Finding the triangle with the maximum area with a given perimeter

The Heron's formula for the triangle is

$$A =\sqrt{s(s-a)(s-b)(s-c)}$$

where $s=\frac p2$. Then, Apply the AM-GM inequality to get

$$A =\sqrt{s(s-a)(s-b)(s-c)} \le \left[ s \left( \frac{3s-(a+b+c)}{3} \right) ^3\right]^{1/2} = \frac{s^2}{3\sqrt3}=\frac{p^2}{12\sqrt3}$$

where the equality, or the maximum area, occurs at $a=b=c=\frac p3$.


Just for giving another way to deduce a solution. Take a closed string and leaving a fixed side, say $a$, of the triangle draw an ellipse as usual. It is evident that the triangle with the largest area occurs with an isosceles triangle because it has the same base as all but has a greater height (actually a vertical semiaxis of the ellipse).
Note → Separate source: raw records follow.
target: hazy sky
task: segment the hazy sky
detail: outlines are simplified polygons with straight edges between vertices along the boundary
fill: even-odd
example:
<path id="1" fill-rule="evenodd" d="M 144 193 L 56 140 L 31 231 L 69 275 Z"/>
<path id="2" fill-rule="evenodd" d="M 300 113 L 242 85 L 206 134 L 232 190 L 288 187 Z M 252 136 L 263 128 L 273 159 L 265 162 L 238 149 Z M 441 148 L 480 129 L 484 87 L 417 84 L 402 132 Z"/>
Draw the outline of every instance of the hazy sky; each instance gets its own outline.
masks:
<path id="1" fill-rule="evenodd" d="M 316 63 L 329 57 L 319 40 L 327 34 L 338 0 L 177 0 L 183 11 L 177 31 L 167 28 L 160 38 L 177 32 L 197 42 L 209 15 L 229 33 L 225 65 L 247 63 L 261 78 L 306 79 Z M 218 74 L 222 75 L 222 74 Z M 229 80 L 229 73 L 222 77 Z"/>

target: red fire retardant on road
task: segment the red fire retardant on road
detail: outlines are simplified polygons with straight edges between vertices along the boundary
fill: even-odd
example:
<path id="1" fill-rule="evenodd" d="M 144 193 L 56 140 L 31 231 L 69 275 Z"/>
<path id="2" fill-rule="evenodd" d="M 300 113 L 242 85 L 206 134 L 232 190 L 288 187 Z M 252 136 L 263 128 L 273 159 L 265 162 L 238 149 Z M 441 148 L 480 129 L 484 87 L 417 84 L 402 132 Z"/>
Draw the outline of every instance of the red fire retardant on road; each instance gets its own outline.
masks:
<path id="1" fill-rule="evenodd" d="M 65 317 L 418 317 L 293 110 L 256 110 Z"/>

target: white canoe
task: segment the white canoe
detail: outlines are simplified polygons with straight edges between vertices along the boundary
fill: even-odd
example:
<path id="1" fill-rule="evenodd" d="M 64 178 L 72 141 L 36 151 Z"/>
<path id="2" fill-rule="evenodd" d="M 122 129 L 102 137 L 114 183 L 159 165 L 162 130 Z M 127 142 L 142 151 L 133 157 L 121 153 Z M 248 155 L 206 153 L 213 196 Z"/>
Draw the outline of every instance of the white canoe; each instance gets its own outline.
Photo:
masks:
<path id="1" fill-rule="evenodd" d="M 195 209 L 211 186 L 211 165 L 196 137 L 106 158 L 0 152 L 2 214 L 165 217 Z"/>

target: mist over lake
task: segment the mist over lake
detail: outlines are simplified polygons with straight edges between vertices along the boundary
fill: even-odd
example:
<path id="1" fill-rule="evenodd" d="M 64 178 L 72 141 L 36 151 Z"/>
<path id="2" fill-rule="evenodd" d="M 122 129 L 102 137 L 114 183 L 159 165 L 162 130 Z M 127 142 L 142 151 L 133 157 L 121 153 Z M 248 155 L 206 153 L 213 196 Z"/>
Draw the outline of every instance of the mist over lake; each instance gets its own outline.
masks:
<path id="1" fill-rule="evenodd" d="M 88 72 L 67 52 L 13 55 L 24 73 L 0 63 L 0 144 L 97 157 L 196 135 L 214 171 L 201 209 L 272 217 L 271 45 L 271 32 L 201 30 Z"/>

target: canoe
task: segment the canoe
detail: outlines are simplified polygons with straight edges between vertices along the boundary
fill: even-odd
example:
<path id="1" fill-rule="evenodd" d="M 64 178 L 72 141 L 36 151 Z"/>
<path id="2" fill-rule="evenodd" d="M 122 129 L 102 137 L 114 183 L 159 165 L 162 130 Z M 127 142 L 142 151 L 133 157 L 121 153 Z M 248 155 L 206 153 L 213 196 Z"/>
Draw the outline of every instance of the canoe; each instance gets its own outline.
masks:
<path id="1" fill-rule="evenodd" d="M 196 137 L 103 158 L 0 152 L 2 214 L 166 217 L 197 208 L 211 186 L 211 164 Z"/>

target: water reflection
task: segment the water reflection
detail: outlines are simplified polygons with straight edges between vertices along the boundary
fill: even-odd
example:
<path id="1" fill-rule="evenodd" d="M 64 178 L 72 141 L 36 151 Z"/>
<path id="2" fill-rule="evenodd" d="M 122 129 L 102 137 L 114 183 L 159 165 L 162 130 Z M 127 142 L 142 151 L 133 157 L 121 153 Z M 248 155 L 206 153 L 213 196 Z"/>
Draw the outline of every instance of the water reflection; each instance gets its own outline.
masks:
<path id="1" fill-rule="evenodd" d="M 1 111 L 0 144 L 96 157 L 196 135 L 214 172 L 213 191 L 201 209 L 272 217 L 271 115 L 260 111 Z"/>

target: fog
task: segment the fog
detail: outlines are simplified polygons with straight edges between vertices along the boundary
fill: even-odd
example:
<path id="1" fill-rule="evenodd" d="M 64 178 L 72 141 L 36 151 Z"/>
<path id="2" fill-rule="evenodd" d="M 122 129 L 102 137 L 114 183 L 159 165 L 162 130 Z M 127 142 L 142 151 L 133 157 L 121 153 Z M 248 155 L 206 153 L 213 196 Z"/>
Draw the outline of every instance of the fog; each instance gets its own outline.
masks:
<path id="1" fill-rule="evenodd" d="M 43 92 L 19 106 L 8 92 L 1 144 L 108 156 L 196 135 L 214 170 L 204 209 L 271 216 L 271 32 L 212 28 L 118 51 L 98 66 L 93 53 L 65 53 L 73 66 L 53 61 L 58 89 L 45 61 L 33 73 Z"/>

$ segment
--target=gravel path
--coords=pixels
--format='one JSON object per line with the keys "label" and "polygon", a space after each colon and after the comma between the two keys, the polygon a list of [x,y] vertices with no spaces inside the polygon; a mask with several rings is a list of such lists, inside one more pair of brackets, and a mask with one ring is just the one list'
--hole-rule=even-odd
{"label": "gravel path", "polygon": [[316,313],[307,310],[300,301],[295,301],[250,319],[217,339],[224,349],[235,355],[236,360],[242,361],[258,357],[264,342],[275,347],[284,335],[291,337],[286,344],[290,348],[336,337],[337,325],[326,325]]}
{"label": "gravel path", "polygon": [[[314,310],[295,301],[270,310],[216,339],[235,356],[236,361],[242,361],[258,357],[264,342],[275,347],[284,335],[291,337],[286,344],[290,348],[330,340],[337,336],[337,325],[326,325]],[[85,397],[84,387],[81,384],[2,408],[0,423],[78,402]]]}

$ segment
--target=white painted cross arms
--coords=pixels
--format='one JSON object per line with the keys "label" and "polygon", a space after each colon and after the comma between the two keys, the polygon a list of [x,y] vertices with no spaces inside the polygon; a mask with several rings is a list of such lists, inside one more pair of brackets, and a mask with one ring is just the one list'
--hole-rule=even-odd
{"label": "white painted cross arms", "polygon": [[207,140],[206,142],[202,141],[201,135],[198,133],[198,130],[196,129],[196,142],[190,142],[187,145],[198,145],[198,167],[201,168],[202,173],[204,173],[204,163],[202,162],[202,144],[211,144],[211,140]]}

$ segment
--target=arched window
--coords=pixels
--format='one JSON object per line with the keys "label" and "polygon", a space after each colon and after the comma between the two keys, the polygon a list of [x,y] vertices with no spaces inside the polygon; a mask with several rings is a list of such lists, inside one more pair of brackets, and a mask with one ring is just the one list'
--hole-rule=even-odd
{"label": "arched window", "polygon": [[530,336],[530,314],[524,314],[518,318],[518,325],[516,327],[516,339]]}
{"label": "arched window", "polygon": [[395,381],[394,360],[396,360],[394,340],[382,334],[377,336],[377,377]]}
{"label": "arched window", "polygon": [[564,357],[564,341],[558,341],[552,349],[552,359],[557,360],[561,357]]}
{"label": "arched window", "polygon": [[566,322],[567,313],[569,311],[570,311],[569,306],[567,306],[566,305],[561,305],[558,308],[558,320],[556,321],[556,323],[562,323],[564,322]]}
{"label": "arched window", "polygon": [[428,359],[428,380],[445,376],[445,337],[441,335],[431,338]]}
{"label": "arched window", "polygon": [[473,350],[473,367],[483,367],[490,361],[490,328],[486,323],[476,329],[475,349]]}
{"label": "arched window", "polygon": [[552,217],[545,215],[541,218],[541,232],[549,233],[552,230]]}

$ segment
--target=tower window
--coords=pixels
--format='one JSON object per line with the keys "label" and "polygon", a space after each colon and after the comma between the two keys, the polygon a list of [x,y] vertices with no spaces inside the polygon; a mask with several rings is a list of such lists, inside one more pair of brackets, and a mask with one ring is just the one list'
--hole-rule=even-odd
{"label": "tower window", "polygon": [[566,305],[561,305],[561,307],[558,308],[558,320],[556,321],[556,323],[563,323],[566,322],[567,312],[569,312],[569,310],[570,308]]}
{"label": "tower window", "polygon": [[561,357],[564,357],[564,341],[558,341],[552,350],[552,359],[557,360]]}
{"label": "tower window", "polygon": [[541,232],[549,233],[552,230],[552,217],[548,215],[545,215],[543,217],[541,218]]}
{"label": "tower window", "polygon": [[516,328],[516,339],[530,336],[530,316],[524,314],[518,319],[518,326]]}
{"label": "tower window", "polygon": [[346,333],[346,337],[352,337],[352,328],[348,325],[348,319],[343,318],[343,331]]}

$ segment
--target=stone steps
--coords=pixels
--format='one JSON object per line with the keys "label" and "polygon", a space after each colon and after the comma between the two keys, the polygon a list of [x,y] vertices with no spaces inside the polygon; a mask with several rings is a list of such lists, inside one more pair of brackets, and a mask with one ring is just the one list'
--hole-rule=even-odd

Now the area of this isosceles triangle is $A=\dfrac a4\sqrt{(2b)^2-a^2}$ but because of $a+2b=p$ we have a fonction of $a$, call it $x$, defined by $$A=\frac x4\sqrt{p^2-2px}$$ The derivative of A being equal to $$A'=\frac{p^2-3px}{4\sqrt{p^2-2px}}$$ we see that the maximum area is taken when $a=\dfrac p3$ then $b=\dfrac p3$ too.